I had hoped that this new protein powder would be plug-and-play swapable with the whey protein powder that I already incorporate in my diet. It’s not. But it’s workable nevertheless.
By way of comparison, it was easy to incorporate whey protein powder in my diet. The whey powder (which will always include emulsifiers) was a joy to use. The chocolate-flavored whey powder from Costo is a plus in my morning coffee, despite needing to take care not to curdle it with the hot coffee. It tastes just like coffee flavored with chocolate Ovaltine. Separately, unflavored whey imparts no detectable taste to Jell-O sugarless instant chocolate pudding, which is then poured over frozen fruit, providing a full serving of protein in the form of a sweet treat.

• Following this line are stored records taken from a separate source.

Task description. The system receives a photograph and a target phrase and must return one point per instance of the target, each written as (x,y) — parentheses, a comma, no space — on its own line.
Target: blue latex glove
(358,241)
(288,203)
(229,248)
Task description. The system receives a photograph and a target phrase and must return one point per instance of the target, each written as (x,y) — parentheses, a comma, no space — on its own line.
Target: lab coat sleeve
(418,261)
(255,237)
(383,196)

I should probably have some safety concerns, with this stuff. As I said, you really don’t want to know what it’s made from. But (e.g.) literal leather (cow skin) is certainly one of the likely initial sources. Perhaps one of the less-unpleasant sources. And yet, my guess is that that have to decompose (what is essentially) the impure gelatin that is the input, so hard, that any potentially harmful proteins (e.g., mad-cow prions) should be destroyed in the process. Kind of ultra-ultra-pasturized. I should probably look into that more before I get all gung-ho about this.